Painter and printmaker Dame Barbara studied at Edinburgh College of Art and went on to teach art in secondary schools then lecture at Aberdeen College of Education and Glasgow School of Art.
Her work has been shown around the world in both group and solo exhibitions, including at venues in Chicago, New York, Washington, Santa Fe, Oslo, Hong Kong, Dublin and Belfast.
She said she was “lost for words” after being told of being awarded a damehood for services to art and said it is unlikely to change her work and she will still be putting on her “paint-splattered overalls” to create in her studio each day.
She told the PA news agency: “I was in my painting studio and received a call from a woman with a lovely Irish accent, calling from the UK Cabinet Office.
“She had been searching for me for months; her office had an old address, years out of date. Her accent and politeness stopped me from replacing the receiver assuming it a scam.
“When I realised it was a genuine phone call, I was lost for words – only momentarily.”
Asked how she feels about the honour, she said: “When recommendation comes from peers and friends, it’s an honour that one can hardly refuse.”
Journalist Jackie Bird, who was the face of BBC Scotland News for three decades, is being recognised for her services to broadcasting and charities.
The 62-year-old has been presenting BBC Scotland’s Children in Need show for years and has been the president of the National Trust for Scotland since 2019.
“I’m thrilled,” she told the PA news agency, “absolutely surprised and thrilled.
“My first thought was, ‘I can take my mum and dad to Buckingham Palace’.”
Scotland’s most decorated Olympian, Duncan Scott, from Stirling, becomes an OBE for services to swimming. He has eight Olympic medals following this year’s Games, where he claimed his eighth Olympic medal by taking silver in the men’s 200 metres individual medley final in Paris, following his gold in the men’s 4x200m freestyle relay.

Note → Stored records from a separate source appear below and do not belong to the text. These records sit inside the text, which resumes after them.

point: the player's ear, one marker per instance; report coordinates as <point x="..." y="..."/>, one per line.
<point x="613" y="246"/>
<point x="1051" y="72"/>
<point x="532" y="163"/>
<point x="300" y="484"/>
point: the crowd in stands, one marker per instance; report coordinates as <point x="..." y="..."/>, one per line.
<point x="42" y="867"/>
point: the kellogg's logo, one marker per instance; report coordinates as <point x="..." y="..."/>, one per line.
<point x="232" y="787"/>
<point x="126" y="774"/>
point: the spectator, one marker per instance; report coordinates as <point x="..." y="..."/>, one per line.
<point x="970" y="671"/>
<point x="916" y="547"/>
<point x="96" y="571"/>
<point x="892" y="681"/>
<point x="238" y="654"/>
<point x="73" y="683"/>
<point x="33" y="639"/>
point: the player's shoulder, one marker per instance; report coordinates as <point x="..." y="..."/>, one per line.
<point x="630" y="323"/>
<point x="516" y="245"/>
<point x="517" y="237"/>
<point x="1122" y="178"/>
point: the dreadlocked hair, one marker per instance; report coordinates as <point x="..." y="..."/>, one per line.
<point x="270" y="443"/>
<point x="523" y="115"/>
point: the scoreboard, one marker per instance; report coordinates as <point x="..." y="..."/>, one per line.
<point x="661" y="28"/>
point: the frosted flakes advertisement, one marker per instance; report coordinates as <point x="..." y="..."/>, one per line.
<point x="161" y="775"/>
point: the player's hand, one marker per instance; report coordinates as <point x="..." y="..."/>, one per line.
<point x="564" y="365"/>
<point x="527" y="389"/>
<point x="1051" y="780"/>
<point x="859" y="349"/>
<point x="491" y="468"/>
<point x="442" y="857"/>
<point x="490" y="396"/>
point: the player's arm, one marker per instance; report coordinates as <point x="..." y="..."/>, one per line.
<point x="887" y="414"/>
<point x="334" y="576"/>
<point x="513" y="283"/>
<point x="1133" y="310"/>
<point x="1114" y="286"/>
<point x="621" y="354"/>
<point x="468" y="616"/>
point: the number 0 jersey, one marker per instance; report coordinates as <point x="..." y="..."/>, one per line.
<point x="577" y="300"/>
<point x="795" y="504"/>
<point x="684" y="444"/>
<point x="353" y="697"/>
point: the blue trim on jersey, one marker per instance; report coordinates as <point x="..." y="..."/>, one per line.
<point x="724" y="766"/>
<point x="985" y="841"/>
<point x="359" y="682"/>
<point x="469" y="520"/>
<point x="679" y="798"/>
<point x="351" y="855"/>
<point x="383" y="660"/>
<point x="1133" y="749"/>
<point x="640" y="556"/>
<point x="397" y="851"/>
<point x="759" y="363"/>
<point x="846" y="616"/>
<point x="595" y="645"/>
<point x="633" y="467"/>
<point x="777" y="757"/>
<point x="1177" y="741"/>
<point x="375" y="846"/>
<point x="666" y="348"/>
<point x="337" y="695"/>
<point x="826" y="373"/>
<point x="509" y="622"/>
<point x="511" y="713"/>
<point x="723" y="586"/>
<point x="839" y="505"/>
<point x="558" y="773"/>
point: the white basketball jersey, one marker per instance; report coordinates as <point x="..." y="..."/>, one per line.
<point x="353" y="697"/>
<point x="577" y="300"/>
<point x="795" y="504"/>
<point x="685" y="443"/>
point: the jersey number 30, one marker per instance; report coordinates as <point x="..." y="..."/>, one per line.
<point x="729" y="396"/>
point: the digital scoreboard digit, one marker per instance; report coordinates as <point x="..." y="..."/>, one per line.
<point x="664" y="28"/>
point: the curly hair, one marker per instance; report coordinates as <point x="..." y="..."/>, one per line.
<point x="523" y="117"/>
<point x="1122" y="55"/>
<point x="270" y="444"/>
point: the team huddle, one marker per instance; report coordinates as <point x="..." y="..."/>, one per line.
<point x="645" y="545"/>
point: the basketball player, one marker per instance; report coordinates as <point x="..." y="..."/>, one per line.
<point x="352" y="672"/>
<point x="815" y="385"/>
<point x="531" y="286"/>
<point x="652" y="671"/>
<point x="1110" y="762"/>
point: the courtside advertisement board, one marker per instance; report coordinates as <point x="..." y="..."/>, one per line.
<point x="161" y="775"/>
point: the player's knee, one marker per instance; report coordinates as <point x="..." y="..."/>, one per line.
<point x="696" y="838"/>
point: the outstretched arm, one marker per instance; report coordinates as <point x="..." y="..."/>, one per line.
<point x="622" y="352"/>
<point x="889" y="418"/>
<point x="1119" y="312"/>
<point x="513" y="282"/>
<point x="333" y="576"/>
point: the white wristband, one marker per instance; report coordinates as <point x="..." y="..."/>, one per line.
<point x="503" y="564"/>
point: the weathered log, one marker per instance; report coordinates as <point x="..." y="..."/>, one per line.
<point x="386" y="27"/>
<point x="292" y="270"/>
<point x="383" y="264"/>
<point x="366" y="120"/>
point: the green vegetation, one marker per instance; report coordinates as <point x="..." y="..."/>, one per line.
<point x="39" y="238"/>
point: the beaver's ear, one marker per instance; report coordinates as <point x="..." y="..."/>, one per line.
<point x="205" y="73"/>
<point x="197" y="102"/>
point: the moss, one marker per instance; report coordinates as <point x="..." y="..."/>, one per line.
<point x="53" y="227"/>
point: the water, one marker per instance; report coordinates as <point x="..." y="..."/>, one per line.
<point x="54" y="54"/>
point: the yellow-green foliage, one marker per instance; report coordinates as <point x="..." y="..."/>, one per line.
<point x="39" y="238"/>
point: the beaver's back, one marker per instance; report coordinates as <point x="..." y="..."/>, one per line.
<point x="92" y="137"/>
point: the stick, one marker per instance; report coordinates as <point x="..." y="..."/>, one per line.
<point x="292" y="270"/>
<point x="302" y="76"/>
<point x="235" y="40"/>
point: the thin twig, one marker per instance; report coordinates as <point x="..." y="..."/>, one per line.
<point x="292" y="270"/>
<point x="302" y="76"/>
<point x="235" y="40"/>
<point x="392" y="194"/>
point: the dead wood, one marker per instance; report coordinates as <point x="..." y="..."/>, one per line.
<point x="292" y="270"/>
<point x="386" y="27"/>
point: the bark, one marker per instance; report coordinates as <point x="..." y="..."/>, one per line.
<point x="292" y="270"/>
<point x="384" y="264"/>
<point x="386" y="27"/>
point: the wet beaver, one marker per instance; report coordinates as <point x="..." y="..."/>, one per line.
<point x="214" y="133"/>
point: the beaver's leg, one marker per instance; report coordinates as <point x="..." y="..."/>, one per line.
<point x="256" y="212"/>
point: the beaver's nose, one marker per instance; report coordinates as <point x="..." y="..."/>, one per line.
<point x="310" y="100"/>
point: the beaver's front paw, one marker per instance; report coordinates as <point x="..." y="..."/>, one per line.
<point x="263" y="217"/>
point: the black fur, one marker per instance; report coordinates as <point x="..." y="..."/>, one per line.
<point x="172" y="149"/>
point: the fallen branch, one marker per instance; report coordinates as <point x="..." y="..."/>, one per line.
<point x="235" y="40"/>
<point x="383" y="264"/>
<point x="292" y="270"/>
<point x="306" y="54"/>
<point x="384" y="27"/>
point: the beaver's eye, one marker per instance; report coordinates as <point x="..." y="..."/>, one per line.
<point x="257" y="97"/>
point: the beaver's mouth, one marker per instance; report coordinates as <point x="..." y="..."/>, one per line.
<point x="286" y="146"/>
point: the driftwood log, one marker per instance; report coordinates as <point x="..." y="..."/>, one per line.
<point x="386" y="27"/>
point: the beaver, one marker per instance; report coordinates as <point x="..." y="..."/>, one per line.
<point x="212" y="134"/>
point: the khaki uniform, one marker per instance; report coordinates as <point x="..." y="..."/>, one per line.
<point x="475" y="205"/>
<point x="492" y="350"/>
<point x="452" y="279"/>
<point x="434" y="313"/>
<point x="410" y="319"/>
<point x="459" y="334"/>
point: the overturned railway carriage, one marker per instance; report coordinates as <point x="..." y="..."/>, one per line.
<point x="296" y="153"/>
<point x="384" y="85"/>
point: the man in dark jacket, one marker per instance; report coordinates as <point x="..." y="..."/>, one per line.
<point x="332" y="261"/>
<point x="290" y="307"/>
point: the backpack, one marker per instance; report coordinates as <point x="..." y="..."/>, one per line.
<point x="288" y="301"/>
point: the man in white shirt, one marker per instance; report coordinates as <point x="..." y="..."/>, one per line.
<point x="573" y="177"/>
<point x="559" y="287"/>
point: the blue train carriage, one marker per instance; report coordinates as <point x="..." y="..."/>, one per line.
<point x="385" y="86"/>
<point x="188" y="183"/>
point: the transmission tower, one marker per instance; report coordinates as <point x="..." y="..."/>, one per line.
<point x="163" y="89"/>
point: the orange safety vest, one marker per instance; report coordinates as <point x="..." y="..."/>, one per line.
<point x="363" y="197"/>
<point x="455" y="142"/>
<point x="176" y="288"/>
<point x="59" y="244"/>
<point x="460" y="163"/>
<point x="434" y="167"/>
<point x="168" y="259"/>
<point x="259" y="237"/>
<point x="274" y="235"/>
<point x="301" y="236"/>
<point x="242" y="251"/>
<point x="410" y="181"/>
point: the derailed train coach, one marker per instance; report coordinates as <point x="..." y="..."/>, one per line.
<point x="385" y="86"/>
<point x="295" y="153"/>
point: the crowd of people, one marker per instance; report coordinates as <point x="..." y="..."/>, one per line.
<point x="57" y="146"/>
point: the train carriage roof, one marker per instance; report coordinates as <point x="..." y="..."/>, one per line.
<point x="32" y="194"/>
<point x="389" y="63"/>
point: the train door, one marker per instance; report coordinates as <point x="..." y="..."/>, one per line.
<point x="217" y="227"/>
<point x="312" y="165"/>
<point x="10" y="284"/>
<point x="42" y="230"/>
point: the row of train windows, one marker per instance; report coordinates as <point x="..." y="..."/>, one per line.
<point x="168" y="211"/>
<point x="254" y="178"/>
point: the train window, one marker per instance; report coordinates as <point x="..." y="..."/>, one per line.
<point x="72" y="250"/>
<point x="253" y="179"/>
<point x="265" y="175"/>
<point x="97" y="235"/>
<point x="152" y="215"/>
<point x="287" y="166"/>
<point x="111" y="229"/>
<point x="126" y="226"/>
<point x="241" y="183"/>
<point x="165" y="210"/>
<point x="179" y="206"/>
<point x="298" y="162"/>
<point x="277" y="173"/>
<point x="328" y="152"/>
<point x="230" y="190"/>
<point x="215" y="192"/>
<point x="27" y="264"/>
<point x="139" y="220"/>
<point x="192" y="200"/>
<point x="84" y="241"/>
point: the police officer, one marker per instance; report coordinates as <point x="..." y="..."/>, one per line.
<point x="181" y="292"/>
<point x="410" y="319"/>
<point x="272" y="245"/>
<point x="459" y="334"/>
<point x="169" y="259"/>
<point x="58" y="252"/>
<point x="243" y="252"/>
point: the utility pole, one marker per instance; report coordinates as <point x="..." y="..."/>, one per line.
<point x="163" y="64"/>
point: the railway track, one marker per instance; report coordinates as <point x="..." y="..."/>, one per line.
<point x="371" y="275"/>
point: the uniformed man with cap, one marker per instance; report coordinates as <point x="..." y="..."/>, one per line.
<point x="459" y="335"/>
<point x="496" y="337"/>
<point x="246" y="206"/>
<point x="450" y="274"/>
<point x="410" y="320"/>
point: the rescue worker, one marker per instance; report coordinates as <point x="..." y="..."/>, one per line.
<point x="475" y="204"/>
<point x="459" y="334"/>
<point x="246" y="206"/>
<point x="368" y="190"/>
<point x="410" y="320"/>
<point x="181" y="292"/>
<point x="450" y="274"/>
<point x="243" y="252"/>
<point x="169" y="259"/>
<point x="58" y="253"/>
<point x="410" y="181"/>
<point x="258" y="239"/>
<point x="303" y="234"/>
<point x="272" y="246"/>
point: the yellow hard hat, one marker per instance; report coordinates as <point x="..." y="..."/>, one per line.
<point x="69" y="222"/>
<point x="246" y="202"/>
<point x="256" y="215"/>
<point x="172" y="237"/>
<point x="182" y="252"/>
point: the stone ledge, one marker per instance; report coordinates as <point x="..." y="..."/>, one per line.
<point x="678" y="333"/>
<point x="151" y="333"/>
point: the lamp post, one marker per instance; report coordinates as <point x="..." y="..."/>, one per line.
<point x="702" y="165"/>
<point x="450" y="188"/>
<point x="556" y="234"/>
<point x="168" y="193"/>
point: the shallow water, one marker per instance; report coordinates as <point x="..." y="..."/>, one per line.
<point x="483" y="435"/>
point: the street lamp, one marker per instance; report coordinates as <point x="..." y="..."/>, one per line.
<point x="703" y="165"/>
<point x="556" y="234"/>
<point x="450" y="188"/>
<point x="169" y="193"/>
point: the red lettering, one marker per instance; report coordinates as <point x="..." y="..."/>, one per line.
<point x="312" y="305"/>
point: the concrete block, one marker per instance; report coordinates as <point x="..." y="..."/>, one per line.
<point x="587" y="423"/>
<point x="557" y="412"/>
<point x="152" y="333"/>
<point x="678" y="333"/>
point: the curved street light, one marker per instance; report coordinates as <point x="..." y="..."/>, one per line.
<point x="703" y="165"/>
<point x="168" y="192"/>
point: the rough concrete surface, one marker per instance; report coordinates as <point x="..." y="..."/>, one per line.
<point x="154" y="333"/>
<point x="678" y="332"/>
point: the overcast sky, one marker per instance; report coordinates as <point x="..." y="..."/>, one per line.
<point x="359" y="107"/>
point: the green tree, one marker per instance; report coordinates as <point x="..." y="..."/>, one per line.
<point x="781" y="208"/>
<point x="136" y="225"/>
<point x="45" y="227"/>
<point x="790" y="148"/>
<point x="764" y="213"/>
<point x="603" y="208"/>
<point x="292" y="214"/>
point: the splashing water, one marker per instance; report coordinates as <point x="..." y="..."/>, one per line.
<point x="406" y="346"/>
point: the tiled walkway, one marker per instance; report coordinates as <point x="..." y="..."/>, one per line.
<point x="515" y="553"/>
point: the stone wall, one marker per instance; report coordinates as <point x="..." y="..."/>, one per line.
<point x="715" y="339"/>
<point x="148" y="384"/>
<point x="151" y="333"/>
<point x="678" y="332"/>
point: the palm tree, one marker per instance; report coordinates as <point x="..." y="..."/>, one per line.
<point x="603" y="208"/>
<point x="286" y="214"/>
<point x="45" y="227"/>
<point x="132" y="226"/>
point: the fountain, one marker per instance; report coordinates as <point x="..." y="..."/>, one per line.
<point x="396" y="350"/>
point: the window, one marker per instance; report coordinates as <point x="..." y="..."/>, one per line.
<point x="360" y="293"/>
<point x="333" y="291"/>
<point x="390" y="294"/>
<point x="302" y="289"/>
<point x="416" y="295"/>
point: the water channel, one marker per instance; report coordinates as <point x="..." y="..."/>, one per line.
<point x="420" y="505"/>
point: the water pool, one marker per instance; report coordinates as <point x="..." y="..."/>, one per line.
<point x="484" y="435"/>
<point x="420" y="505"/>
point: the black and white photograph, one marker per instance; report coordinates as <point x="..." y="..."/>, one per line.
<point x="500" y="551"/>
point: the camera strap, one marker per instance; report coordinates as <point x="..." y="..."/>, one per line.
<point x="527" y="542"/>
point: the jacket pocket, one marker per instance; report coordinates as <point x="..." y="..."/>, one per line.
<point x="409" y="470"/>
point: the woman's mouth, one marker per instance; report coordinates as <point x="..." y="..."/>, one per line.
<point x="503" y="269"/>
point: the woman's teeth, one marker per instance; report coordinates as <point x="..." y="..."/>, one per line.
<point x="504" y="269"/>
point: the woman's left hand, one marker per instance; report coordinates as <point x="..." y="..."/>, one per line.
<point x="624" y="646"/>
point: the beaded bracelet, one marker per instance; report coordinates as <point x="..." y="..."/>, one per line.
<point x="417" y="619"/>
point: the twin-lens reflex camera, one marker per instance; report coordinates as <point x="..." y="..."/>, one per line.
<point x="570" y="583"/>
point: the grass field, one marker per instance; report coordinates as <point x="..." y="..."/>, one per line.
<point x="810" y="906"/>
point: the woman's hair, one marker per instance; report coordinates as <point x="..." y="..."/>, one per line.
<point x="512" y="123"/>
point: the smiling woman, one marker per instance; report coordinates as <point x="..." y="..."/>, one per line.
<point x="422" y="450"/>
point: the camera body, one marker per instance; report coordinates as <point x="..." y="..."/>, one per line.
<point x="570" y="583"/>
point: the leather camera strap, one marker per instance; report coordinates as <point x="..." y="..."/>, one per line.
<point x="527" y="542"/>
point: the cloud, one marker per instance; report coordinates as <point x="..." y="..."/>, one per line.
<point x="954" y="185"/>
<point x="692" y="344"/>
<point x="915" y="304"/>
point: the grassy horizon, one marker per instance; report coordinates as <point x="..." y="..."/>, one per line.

He already had a gold and five silvers from the Rio and Tokyo Olympics.
Alan Hansen is being made an MBE for services to football and to broadcasting. He played football for Partick Thistle and Liverpool before retiring and becoming a TV pundit.
He was born in Sauchie, Clackmannanshire, on June 13 1955.
Campaigner William Wright has been made an OBE in this year’s honours for his services to people with bleeding disorders.
He was chairman of Haemophilia Scotland for 12 years and was described as the “driving force” behind its representation at the Infected Blood Inquiry and the prior Penrose Inquiry in Scotland.
More than 30,000 people in the UK were infected with deadly viruses after they were given contaminated blood and blood products between the 1970s and early 1990s.
About 3,000 people died as a result and survivors are living with lifelong health implications.
Mr Wright said: “The main thing I’m particularly pleased about is the recognition for the issues that I’ve been involved in, which was the infected blood disaster which, in particular, seriously affected the community of people with bleeding disorders.
“That story continues and I think it’s really important to emphasise that this story is not over.
“The recommendations of the public inquiry into infected blood are yet to be really met and that includes for example compensation to thousands of individuals, and that is taking a lot of time.”
Also becoming an MBE is retired solicitor Gordon Hay, given the honour for services to the promotion of the Doric language, which is spoken in north-east Scotland.
He spent 17 years translating the New Testament and then the Old Testament into Doric, the first time the whole text has ever been changed into any variant of the Scots language.
The Old Testament translation was published last year while the New Testament version came out in 2012, comprising more than 800,000 words between them.
He said: “I am absolutely delighted and greatly honoured.”